The Hispanic Catholic Church, with its religious art and evocative rituals, forms the backdrop to the story whose title alludes to the wounds of Jesus Christ. His form is on the crucifix in an abandoned gas station. Valdez Quade describes it as “ancient and bloody…the violence is in the sculpture itself…chisel marks dig into the belly and thigh.…One’s real hair hangs limply from the head of the statue.”

Thirty-three-year-old Amadeo Padilla, the novel’s protagonist, will play the role of Jesus in the Good Friday procession. Tattoos of a flaming Sacred Heart beat against Amadeo’s chest, red roses curl down his side and an image of Our Lady of Guadalupe shimmers on his back. His name means lover of God and he has a proclivity for alcohol and women. But things will be different now. At least that’s Amadeo’s plan.

Early in the story, Amadeo attempts to explain his religious beliefs to his daughter, Angel. The two are standing in the morada under the fluorescent light bulb, looking at the figure of Jesus on the cross with blood dripping from his neck to his knees. the morada is a former gas station serving as a religious meeting house for Los Hermanos, a brotherhood of Hispanic lay Catholic men. Their meeting place and their practices are secret.

Amadeo’s family has lived in Las Penas for nearly 400 years. His family were among the first Spanish settlers.
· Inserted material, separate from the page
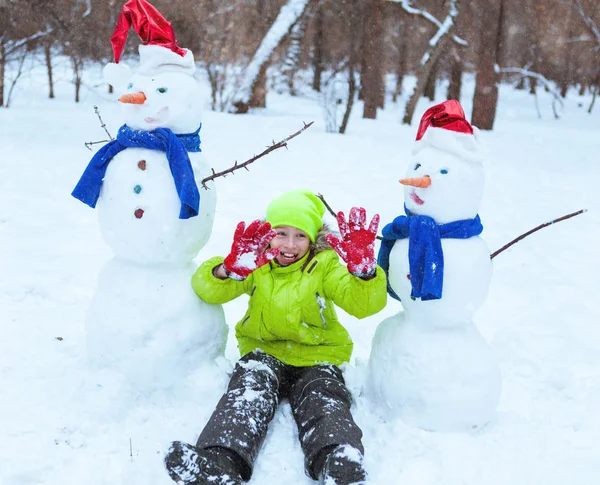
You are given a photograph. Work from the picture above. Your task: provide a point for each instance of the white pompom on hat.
(445, 127)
They preserve Spanish and Mexican religious customs, with one of the most sacred, the Good Friday procession honoring the five wounds of Jesus and commemorating him as he carried the cross until his death on Calvary.

As Valdez Quade says, “Jesus’ pain is personal and cruel”, and Amadeo almost feels it. He believes that Jesus is a living witness to his sins – of which there were many.

Amadeo thinks that by carrying the cross in the procession he can redeem himself, and he wonders if he should ask for the nails to pierce his hands and feet as a sort of stigma and atonement for his sins. His daughter has none of that.

We first see Angel at eight months pregnant, wearing tight jeans, button open at the waist. She wears a white tank top, a black bra and a golden cross above her breasts. Valdez Quade uses words like a poet. Here, she juxtaposes Jesus hanging on the cross with the cross around Angel’s neck. Angel has no regard for Amadeo’s spiritual sense.

Angel argued with his mother. She decided to leave their home and live with her grandmother and father. Only, says Amadeo, it’s a bad time.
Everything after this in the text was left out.